If you happened to have meandered through Colorado Rocky Mountain School’s campus in recent weeks, chances are you were able to witness students deeply immersed in academic pursuits beyond the standard PowerPoint during CRMS’s annual Interim.
Each year, students and faculty members participate in a multi-day intensive study of their choice that explores knowledge through experiential education. While some students can choose a culinary and cultural immersion course in New Mexico or dive deep into Caribbean oceanography, other students are able to pursue on-campus experiences such as raku ceramics and silversmithing with local artists or sustainable ski and bike building with respected experts. In each case, CRMS strives to create learning environments that challenge its students to broaden their abilities and awareness of the greater world through experiential learning.
In the Ski Building Interim, students worked with Kristin Broumas and Michael Lish of Oregon-based company Community Fabrications to learn how to custom-build sustainable skis in a cost-efficient workshop.
Junior Sydney Pfeifer-Picard said the students built the skis based on how they ski, their weight, and whether they want carving or powder skis. From there the students worked together to bring the skis to life — from shape to graphic.
“This is not how people normally build skis,” Broumas said. “A factory usually has big presses and it’s really industrial. Michael figured out a way to build custom skis so that it is one-time efficient, material efficient, and something that can be transferable. (Alprazolam) ”
Environmental awareness was also a key element of the Retro Arcade Interim when students built personal gaming systems from repurposed objects found around town.
“The goal is to build [our systems] out of interesting objects,” junior Seamus Garvin said. “We have a chess board, someone is building one into a desk, a toy cash register — they’re all different. The goal is to think outside of the box.”
While students were able to hone their sustainability skills, experts helped guide the process to enhance practical, real-world experiences. During the Silversmithing Interim, students spent the week working with two highly respected artists: Judy Fox Perry and Mae Peshlakai. As the former silversmithing teacher and CRMS alum, Fox Perry said she enjoys coming back each Interim not only to teach, but to learn and grow with the students. Peshlakai, a Navajo educator, shows students new and culturally inspired art that the students might not experience in their daily lives.

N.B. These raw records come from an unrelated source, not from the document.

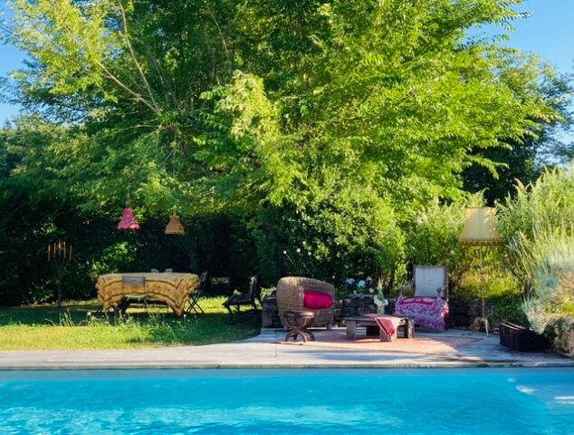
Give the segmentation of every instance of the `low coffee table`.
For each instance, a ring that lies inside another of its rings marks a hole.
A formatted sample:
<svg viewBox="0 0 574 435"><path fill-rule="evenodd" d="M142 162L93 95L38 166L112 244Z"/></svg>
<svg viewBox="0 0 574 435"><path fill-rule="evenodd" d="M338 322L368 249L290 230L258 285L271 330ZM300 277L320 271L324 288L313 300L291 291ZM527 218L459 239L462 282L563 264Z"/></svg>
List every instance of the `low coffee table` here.
<svg viewBox="0 0 574 435"><path fill-rule="evenodd" d="M386 317L398 317L396 315L387 315ZM403 328L403 337L413 338L415 336L415 324L412 317L398 317L400 322L399 328ZM377 321L372 317L358 315L355 317L345 317L347 324L347 340L357 340L357 326L365 326L367 335L379 335L380 330Z"/></svg>
<svg viewBox="0 0 574 435"><path fill-rule="evenodd" d="M290 337L293 337L293 340L297 340L297 336L301 335L303 339L303 343L307 342L307 336L311 341L315 341L315 335L309 331L309 327L313 324L315 319L315 313L312 311L285 311L283 313L285 320L289 324L290 331L285 335L285 341L289 341Z"/></svg>

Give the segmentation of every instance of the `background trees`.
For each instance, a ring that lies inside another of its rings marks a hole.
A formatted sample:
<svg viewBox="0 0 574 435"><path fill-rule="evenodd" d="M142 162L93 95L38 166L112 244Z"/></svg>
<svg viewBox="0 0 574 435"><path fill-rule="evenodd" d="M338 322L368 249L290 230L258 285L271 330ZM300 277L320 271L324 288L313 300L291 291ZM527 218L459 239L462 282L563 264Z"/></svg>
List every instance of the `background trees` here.
<svg viewBox="0 0 574 435"><path fill-rule="evenodd" d="M564 119L566 83L467 37L518 3L14 0L42 118L15 128L45 134L5 130L5 178L102 218L128 191L142 218L227 216L272 283L305 242L318 276L391 286L416 216L483 188L476 165L528 173Z"/></svg>

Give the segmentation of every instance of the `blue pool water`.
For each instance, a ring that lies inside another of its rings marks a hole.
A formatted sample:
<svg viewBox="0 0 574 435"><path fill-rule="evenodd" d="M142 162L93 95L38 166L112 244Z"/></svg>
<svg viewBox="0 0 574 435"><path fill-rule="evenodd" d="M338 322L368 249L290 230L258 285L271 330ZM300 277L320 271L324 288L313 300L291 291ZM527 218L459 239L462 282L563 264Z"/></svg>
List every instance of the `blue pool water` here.
<svg viewBox="0 0 574 435"><path fill-rule="evenodd" d="M574 434L574 368L0 372L0 434Z"/></svg>

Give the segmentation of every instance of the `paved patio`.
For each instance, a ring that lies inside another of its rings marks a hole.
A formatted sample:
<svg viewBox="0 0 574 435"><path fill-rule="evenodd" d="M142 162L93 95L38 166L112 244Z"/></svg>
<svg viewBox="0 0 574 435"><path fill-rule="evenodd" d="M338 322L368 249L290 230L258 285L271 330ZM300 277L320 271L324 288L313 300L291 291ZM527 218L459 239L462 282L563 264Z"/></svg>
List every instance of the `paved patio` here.
<svg viewBox="0 0 574 435"><path fill-rule="evenodd" d="M315 330L318 341L328 334ZM468 331L442 333L468 337ZM0 352L0 370L78 368L238 368L238 367L549 367L574 366L574 360L549 353L512 352L500 345L498 335L474 334L481 340L439 353L387 352L360 349L285 345L282 329L265 329L254 338L225 344L110 351L8 351ZM437 333L416 332L417 337L437 337ZM275 343L273 343L275 342ZM359 346L358 346L359 347Z"/></svg>

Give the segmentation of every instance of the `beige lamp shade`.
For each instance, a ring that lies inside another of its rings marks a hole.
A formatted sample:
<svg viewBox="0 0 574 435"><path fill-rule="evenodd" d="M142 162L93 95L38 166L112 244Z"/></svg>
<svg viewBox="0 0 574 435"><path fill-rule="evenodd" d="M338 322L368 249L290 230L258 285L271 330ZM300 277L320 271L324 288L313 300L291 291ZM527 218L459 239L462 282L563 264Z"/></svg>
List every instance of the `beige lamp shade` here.
<svg viewBox="0 0 574 435"><path fill-rule="evenodd" d="M458 241L463 245L500 245L502 240L496 231L496 209L492 207L470 208L463 233Z"/></svg>
<svg viewBox="0 0 574 435"><path fill-rule="evenodd" d="M179 217L176 213L169 218L169 222L166 226L166 234L186 234L184 226L181 225Z"/></svg>

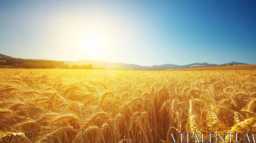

Art faculty member and Silversmithing Interim teacher, Noah Sakamoto explained why working directly with professionals from the field is so critical for academic growth and exploration.
“Yes, there are demos and explanations, but a lot of it is practice-based,” Sakamoto said. “When you see some of the professional jewelry you have a different appreciation; you’re just in awe of some of the skill that’s out there.”
For some students, the sheer satisfaction of creating jewelry from scratch was an experience that helped them appreciate the art, and build self-resilience and independence. Sophomore Morgan Karow explained that she already wears rings and bracelets, but they were store-bought. She was able to spend an entire week honing her skills to create more personalized pieces that she now proudly wears.
CRMS Interim is also an opportunity for holistic development. Students build their leadership skills, confidence, and community engagement with Interims that take them outside the academic schedule.
Senior Kenobi Clapper focused on custom-building bikes from upcycled parts. He, along with his peers, stripped and salvaged parts from older bikes, and then used problem-solving skills to create newer bikes they could take home at the end of the week and worked closely with Way of Compassion Bicycle Project to help build bikes for third graders.
“I’ve always been a biker and grew up with that in my life. I’ve had my race bikes that I didn’t feel comfortable wrenching on my own,” Clapper said. “This has been really confidence boosting to not have to worry too much and to just take apart a bike and see how it works. It helped me think that I can fix this on my own.”
For his part, freshman Emmanuel Ruiz had never attempted blacksmithing prior to his Interim. However, by the end of the week, Ruiz was able to confidently create art that previously seemed impossible.
“It’s really interesting to see something like steel that is really difficult to bend and then have the power to be able to change it and create something,” Ruiz said. “At first it’s really difficult to get into, but once you do you fall into a rhythm.” When asked if he plans to continue blacksmithing, Ruiz — without a moment’s hesitation — said yes.